On Being Dominant

By Nyx Fury 2004

As an independent, strong self reliant female I have always been at home with my own dominance.  It has always been apart of me.  At a young age I learned in the business world to be on top one not only had to be ambitious, hard working and proactive but resourceful also.  This was how I climbed the corporate ladder.  Because I was a female and I was young I was not always taken seriously.  So I had to be much better and much smarter and much stronger than everyone else.  I built up trust and it wasn't long before I was put into positions of power.  But being in charge is only half of it; you don't work hard and then take a break once you get to the top management position.  Being in charge doesn't mean barking-out orders; being in charge means responsibility for your actions and others’ actions too.  Taking great care of the ones you are responsible for, pushing them to be better people, better workers, fighting for their rights as employees, reprimanding them when they have made mistakes, and rewarding them when they have done a good job.

It is the job of any dominant to lead, to know what is best for the ones they are responsible for.  It is the duty of a dominant to find weaknesses, know how to break them down and how to correct them.

It is a very large misconception that being dominant means being controlling, domineering and violent, in fact, I personally I see these only as weaknesses.  One who has true dominance displays patience, a strong nurturing side, and while caring remains firm.  All humans have a sadistic side that is built into them.  Having dominance means being able to control it, explore it and still use compassion to balance this.  This is a great way to explore your submissives’ limits.

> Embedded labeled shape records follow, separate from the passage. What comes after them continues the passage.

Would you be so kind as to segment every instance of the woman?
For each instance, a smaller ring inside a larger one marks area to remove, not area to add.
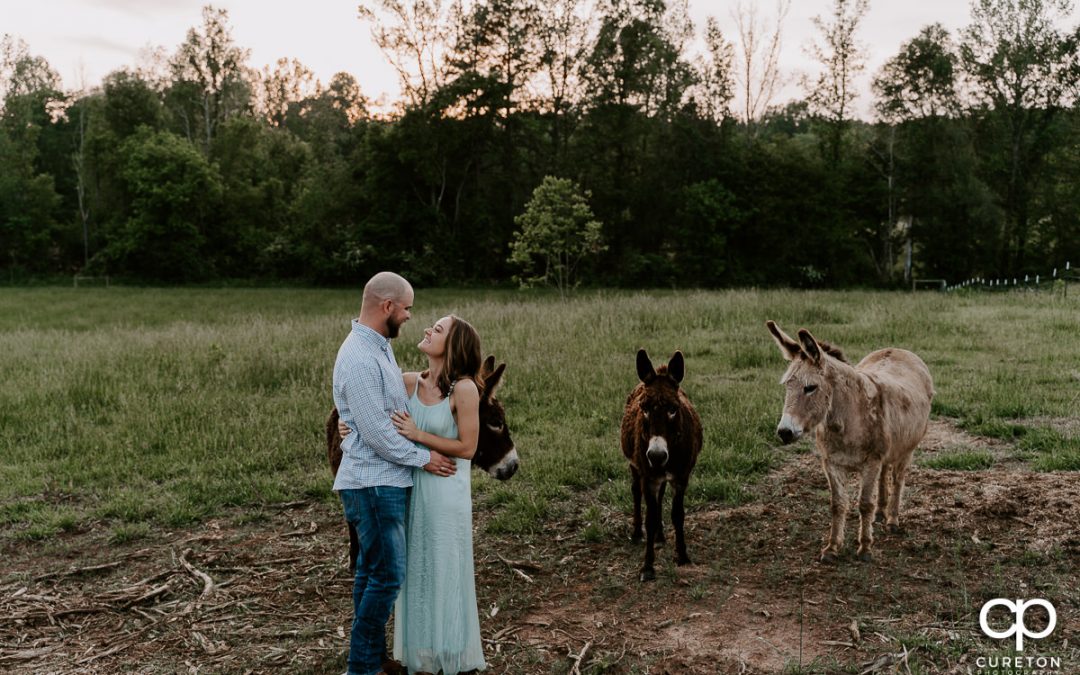
[[[394,659],[409,673],[455,675],[486,667],[476,611],[470,460],[480,435],[480,335],[443,316],[417,348],[423,373],[404,373],[408,411],[392,417],[405,437],[455,459],[450,477],[413,472],[406,570],[394,605]],[[345,434],[348,428],[342,429]]]

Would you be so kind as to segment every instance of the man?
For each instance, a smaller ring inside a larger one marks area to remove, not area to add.
[[[393,272],[373,276],[364,286],[360,318],[352,321],[334,364],[334,403],[353,431],[341,442],[334,489],[360,539],[349,675],[384,672],[387,620],[405,577],[405,504],[413,467],[440,476],[456,470],[453,460],[406,440],[390,421],[392,413],[406,409],[407,400],[390,340],[411,309],[407,281]]]

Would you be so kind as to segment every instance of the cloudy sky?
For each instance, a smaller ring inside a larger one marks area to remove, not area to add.
[[[24,39],[33,54],[44,56],[60,73],[64,86],[98,84],[121,66],[134,65],[145,48],[163,46],[170,53],[188,28],[200,24],[205,0],[0,0],[0,33]],[[397,98],[396,76],[373,44],[370,26],[357,18],[355,0],[217,0],[228,10],[233,36],[251,49],[251,66],[261,68],[282,56],[295,57],[324,83],[346,70],[356,77],[364,94]],[[774,0],[757,0],[760,12],[773,13]],[[699,32],[705,17],[714,15],[729,39],[734,35],[735,0],[690,0],[690,14]],[[813,39],[814,15],[827,15],[832,0],[795,0],[784,24],[781,68],[789,83],[777,103],[800,95],[799,72],[813,64],[806,46]],[[868,114],[869,75],[896,53],[922,26],[940,22],[956,29],[968,24],[968,0],[872,0],[860,37],[867,46],[867,75],[858,108]],[[1066,22],[1080,22],[1074,11]]]

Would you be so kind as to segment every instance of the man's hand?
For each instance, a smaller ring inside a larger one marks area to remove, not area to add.
[[[423,465],[423,470],[432,475],[447,477],[457,472],[458,465],[449,457],[432,450],[431,461]]]

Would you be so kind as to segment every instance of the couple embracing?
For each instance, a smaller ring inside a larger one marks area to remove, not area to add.
[[[350,675],[486,667],[469,471],[484,387],[480,336],[444,316],[417,345],[428,369],[402,373],[390,340],[409,320],[413,297],[402,276],[373,276],[334,365],[343,436],[334,489],[360,539]],[[391,608],[400,664],[386,653]]]

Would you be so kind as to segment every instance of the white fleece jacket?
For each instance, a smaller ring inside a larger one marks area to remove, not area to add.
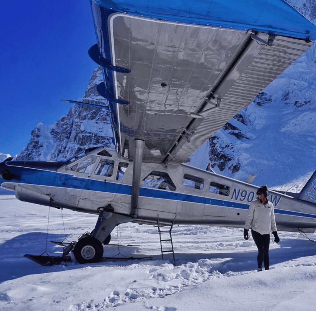
[[[249,206],[244,228],[247,230],[251,228],[260,234],[270,234],[271,230],[276,231],[273,205],[269,200],[265,204],[258,199],[253,201]]]

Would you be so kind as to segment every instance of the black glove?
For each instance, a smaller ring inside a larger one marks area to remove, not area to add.
[[[249,238],[249,229],[244,229],[244,238],[248,240]]]
[[[272,234],[274,236],[274,242],[276,243],[279,243],[280,242],[280,238],[277,235],[277,232],[276,231],[273,231]]]

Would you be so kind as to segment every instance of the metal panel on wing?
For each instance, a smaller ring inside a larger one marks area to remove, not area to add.
[[[110,23],[113,65],[131,70],[113,73],[117,96],[130,103],[118,106],[122,145],[130,158],[135,138],[143,139],[143,161],[161,162],[247,32],[121,14]]]

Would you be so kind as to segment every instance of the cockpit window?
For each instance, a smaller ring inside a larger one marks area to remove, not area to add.
[[[118,172],[116,174],[116,180],[119,181],[123,178],[126,171],[128,163],[126,162],[120,162],[118,167]]]
[[[229,195],[230,188],[228,186],[212,182],[210,184],[210,192],[228,196]]]
[[[150,188],[175,191],[176,186],[170,176],[164,172],[153,170],[143,181],[143,185]]]
[[[94,171],[95,175],[109,177],[113,174],[114,161],[107,159],[101,159]]]
[[[182,184],[186,187],[202,190],[204,185],[204,180],[203,178],[192,175],[185,174],[183,176]]]
[[[91,174],[97,159],[96,157],[87,157],[80,162],[77,169],[77,171],[86,174]]]
[[[102,150],[101,151],[100,151],[100,152],[98,152],[97,154],[98,155],[102,155],[104,157],[108,157],[109,158],[111,158],[112,156],[105,149],[104,150]]]

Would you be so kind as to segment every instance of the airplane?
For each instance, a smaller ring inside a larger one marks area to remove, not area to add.
[[[99,261],[120,224],[243,228],[253,178],[184,162],[312,45],[316,26],[283,0],[91,3],[98,43],[88,54],[102,67],[104,100],[67,101],[109,109],[115,147],[60,161],[9,158],[1,187],[99,215],[64,252],[79,263]],[[299,194],[269,191],[278,230],[315,231],[315,192],[316,172]]]

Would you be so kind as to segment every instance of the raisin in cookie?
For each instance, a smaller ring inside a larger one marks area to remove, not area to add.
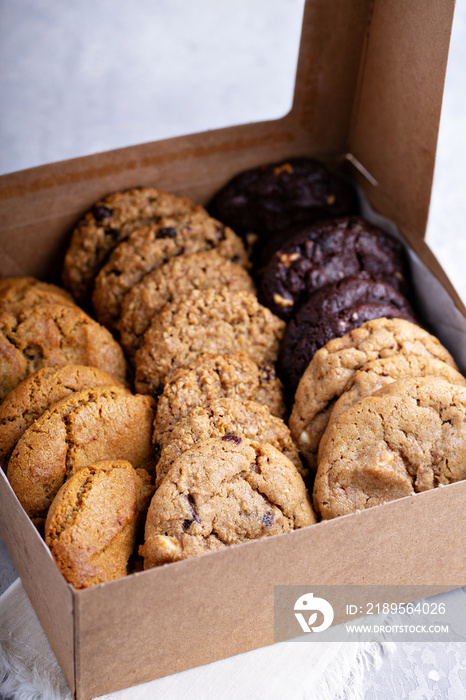
[[[60,486],[82,467],[152,457],[153,401],[119,387],[83,389],[40,416],[18,441],[7,476],[31,518],[46,516]]]
[[[98,320],[115,329],[125,295],[145,275],[177,255],[212,248],[227,260],[248,263],[241,239],[203,211],[162,217],[136,229],[115,248],[95,279],[92,303]]]
[[[205,209],[187,197],[153,187],[104,197],[72,233],[64,261],[63,284],[80,304],[90,306],[95,276],[112,250],[134,229],[156,223],[163,216],[178,217],[194,211],[205,212]]]
[[[74,391],[114,386],[114,377],[96,367],[43,367],[24,379],[0,404],[0,466],[6,468],[14,446],[39,416]]]
[[[274,363],[284,329],[250,292],[196,289],[152,321],[136,353],[136,389],[160,394],[167,375],[207,352],[246,352],[259,366]]]
[[[232,291],[254,292],[248,272],[227,260],[215,248],[191,255],[180,255],[145,275],[124,297],[118,330],[128,357],[142,345],[144,333],[154,316],[193,289],[227,287]]]
[[[273,365],[259,367],[246,353],[206,353],[186,367],[170,374],[157,403],[154,440],[166,442],[165,435],[193,408],[215,399],[253,400],[283,418],[282,384]]]
[[[224,435],[268,442],[293,462],[303,479],[307,478],[308,472],[302,468],[290,430],[281,418],[272,416],[266,406],[255,401],[217,399],[194,408],[176,423],[170,433],[165,434],[156,467],[157,484],[166,476],[175,459],[196,442]]]
[[[149,474],[126,461],[84,467],[58,491],[45,523],[45,542],[75,588],[125,576],[138,525],[154,492]]]
[[[290,416],[293,439],[311,468],[316,467],[320,438],[333,404],[354,373],[371,360],[398,354],[434,357],[456,368],[437,338],[414,323],[396,318],[367,321],[315,353],[299,382]]]
[[[335,421],[314,485],[323,518],[466,478],[466,387],[400,379]]]
[[[315,523],[296,467],[267,443],[234,435],[199,442],[154,494],[139,552],[144,568]]]
[[[20,305],[0,311],[0,401],[41,367],[80,364],[126,377],[123,350],[109,333],[74,304]]]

Due to the nature of the beast, we dominants have to be the best person we can be.  We have to challenge ourselves and push ourselves, ever striving for perfection, but knowing that humans are not perfect.  Everyone looks up to the dominants in our lives, in our society, at work, and at home.  Dominants lead an important role as mothers, as fathers, as teachers, as spouses, as older siblings, as bosses, and as leaders.  We make the decisions; we push and challenge others to be better in every way.  I do not believe in ‘female superiority’.  I do not believe all females are superior to all males, nor visa-versa.  What makes dominants superior is not our race, our religious beliefs, our age, nor our sex.  What makes a true dominant superior is the fact that we challenge ourselves to step up and become ‘whole’, to become smarter, to never stop learning, to always think beyond the scope of normal value, to always be stronger emotionally and physically, to push our children, our students, our siblings, our parents, our submissives, our submissives, to be the best they can be.  This is what makes me and other dominants superior.  We are beautiful, we are intelligent, we are your goddesses and gods and this is why we should be looked upon with respect, admiration, worship, and love, not just for us but for the things we do for our followers and our submissives.